9Cuando escuchen de guerras y de conmociones, no se atemoricen, porque es necesario que estas cosas sucedan primero, pero aún no ha llegado el fin,
10porque se levantará nación contra nación, y reino contra reino,
11y en distintos lugares habrá grandes terremotos, hambres y plagas; habrá pánico y cosas aterradoras, y serán vistas grandes señales en el cielo y habrá grandes tormentas[32].
12Pero antes de todas estas cosas les echarán mano, los perseguirán, y los entregarán a las sinagogas y a las cárceles y los llevarán delante de reyes y de gobernantes por causa de mi Nombre.
13Pero esto les servirá a ustedes para testimonio.
14Por tanto, propongan en su corazón no preparar defensa,
15porque yo les daré palabra y sabiduría la cual no podrá resistir ninguno de sus oponentes.
16Y serán entregados por sus padres, sus hermanos, sus parientes y sus amigos, y darán muerte a algunos de ustedes,
17y serán odiados por todos a causa de mi Nombre.
18Pero ni un cabello de su cabeza perecerá.
19Con su perseverancia ganarán su alma.
20Cuando vean a Jerusalén sitiada por un ejército, entiendan entonces que su devastación se aproxima.
21En aquel tiempo, los que estén en Judea, huyan a los montes; los que estén dentro de la ciudad, escapen, y los que estén en los campos, no entren en ella,
22porque estos días son de venganza, para que se cumplan todas las cosas que están escritas.

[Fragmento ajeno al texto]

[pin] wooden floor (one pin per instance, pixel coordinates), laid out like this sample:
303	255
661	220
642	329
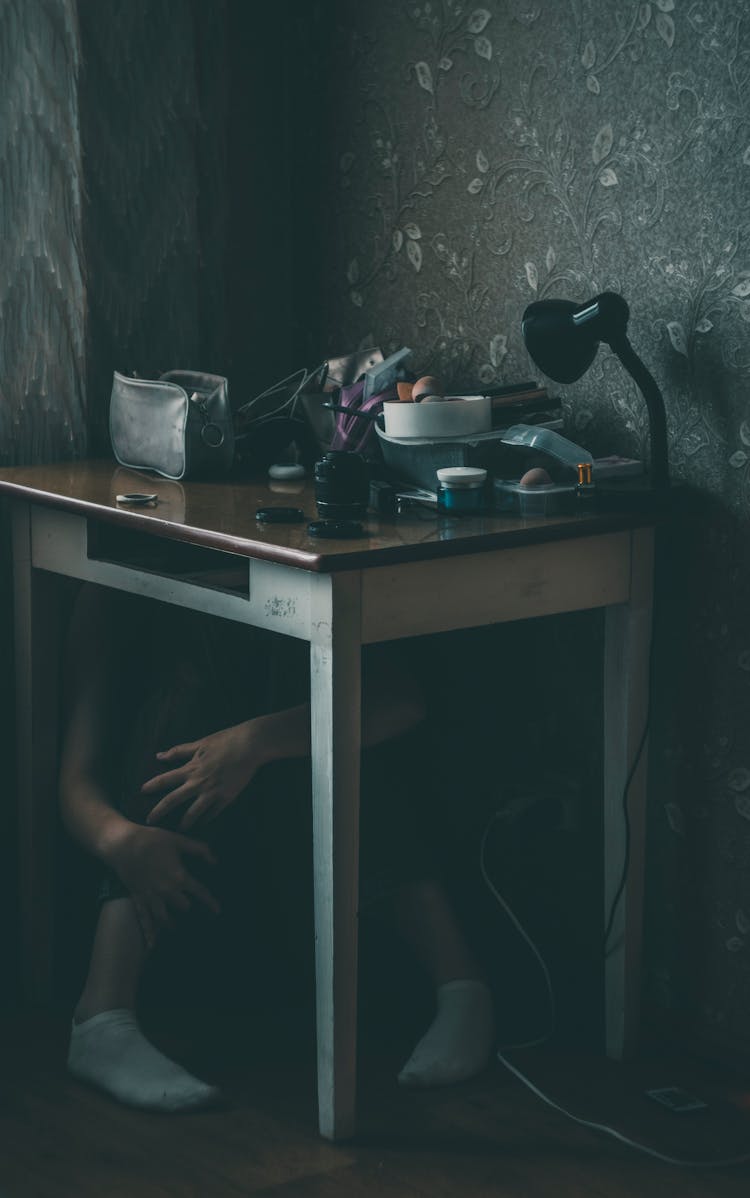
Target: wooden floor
488	1137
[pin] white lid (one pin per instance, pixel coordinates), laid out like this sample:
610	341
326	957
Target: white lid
461	476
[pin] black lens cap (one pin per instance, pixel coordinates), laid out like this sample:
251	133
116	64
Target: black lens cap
336	528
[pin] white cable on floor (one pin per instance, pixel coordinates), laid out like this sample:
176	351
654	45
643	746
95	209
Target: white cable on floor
540	1040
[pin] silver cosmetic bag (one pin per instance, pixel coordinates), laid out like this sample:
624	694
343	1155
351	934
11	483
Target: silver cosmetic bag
179	425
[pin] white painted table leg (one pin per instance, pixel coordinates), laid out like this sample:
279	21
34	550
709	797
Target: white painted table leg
627	648
336	728
37	697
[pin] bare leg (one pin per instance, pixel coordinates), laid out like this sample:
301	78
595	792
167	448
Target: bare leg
427	921
107	1046
459	1042
118	960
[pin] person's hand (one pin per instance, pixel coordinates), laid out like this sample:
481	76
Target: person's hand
209	774
151	864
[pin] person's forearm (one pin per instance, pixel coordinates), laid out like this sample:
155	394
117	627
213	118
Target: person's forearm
90	818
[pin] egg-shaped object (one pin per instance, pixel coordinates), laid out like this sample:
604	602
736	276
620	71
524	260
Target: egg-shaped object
425	386
536	477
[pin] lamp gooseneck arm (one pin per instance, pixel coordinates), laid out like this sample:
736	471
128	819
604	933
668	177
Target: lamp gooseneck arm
654	403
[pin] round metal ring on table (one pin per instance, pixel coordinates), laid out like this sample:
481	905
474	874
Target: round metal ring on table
212	435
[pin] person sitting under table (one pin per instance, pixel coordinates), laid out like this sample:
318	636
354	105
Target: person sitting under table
173	732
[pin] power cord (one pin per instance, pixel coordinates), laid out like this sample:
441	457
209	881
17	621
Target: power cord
543	1039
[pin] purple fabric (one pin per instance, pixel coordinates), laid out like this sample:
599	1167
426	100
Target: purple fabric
351	431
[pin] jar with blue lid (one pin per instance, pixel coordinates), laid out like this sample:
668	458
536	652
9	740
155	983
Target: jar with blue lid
461	490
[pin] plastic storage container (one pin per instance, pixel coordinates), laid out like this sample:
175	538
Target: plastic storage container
532	501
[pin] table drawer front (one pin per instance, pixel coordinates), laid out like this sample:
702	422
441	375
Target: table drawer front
494	587
261	593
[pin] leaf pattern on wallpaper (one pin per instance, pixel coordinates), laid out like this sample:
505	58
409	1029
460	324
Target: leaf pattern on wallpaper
603	144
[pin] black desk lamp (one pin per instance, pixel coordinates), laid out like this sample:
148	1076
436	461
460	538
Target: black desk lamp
563	337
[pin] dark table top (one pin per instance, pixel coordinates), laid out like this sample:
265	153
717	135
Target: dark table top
222	515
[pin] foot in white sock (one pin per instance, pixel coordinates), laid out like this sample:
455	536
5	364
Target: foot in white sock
459	1041
110	1051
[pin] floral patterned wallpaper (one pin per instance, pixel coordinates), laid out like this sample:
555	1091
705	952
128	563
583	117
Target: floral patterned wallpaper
482	157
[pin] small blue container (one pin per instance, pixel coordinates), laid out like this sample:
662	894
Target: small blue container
461	490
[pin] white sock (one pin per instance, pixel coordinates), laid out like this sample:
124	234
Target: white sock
460	1040
110	1051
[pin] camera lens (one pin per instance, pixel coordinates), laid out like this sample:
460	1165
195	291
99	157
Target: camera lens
342	485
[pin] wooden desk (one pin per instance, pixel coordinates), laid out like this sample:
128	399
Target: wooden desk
412	576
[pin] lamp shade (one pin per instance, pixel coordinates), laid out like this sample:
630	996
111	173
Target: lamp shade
562	338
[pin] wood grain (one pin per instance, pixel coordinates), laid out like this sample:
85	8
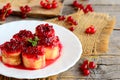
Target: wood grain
108	64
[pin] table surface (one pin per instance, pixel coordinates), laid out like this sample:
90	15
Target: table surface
109	63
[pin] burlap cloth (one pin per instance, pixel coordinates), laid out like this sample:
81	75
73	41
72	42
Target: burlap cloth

23¡Ay de las que están embarazadas y de las que están criando en esos días! Porque habrá una gran aflicción en la Tierra e ira contra este pueblo.

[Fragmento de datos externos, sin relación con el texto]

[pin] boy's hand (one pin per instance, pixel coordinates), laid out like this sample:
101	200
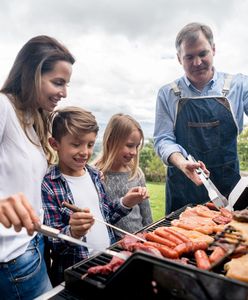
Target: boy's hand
81	222
16	210
135	196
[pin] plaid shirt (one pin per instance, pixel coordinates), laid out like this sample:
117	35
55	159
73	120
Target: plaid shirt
55	190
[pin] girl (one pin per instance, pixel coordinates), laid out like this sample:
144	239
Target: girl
36	83
122	141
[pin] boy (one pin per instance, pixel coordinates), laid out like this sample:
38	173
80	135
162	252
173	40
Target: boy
74	132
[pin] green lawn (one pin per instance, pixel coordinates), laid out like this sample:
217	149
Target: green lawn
157	199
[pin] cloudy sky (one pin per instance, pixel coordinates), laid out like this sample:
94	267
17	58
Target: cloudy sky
124	49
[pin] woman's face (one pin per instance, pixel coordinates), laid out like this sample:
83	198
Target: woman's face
54	85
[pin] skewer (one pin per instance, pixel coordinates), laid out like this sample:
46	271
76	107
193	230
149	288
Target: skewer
74	208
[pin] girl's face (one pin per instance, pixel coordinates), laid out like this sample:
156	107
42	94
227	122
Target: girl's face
128	151
74	152
54	85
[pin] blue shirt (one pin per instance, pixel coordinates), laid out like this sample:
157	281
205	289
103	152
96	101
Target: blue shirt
164	138
55	190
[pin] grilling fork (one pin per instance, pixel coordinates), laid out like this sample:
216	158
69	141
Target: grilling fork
214	194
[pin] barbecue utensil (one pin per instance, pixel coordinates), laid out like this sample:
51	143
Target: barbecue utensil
214	194
74	208
55	233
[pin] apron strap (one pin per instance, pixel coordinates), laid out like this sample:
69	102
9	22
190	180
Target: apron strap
225	89
227	84
176	89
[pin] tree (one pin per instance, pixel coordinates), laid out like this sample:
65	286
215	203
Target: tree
151	164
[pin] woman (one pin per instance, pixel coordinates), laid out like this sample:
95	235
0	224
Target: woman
36	83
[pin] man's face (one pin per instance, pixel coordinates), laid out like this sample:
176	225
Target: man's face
197	60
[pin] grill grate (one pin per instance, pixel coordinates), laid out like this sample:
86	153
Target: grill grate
76	277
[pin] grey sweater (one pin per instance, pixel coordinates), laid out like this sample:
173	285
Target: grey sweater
117	185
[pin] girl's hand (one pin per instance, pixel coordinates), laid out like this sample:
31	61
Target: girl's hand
135	196
16	210
81	222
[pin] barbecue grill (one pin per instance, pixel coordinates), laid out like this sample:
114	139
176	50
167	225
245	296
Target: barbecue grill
144	276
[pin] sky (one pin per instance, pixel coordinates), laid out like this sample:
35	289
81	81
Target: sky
124	49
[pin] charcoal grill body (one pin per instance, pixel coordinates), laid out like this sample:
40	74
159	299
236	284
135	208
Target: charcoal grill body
144	276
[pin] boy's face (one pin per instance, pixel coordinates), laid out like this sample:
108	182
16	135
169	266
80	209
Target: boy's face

24Y sucumbirán a filo de espada y serán llevados cautivos a todo lugar, y Jerusalén será hollada por los gentiles, hasta que los tiempos de los gentiles se cumplan.
25Y habrá señales en el sol, en la luna y en las estrellas, y sobre la Tierra, angustia de las naciones y extrema desesperación a causa del rugido del mar,
26y desfallecerán los hombres a causa de la conmoción provocada por el terror de lo que sobrevendrá a la Tierra, y las potestades de los cielos serán estremecidas.
27Entonces verán AL HIJO DEL HOMBRE VINIENDO EN NUBES con gran poder y gran gloria.
28Cuando estas cosas empiecen a acontecer, cobren ánimo y levanten sus cabezas, porque se acerca su redención.
29Luego les refirió una ilustración: Miren la higuera y todos los árboles,
30que cuando echan brotes, entienden de inmediato por ellos que el verano está cerca.
31Del mismo modo, también ustedes, al ver que están aconteciendo estas cosas, sepan que el reino de Dios se acerca.
32En verdad les digo que esta raza[33] no pasará hasta que todo esto acontezca.
33Los cielos y la Tierra pasarán, pero mis palabras no pasarán.
34Tengan, pues, cuidado de sí mismos, para que sus corazones jamás se endurezcan por la disipación, la embriaguez y las preocupaciones del mundo, de modo que aquel día venga repentinamente sobre ustedes,
35porque como asalto llegará súbitamente sobre todos los que moran sobre toda la superficie de la Tierra.
36Por eso, estén siempre alertas y oren, para que sean considerados dignos de escapar de estas cosas que han de acontecer y permanezcan firmes ante el Hijo del Hombre.
37Y enseñaba durante el día en el templo, y al oscurecer salía a pasar la noche en el monte llamado Huerto de los Olivos.
38Y toda la gente se anticipaba a Él en el templo para escuchar su palabra.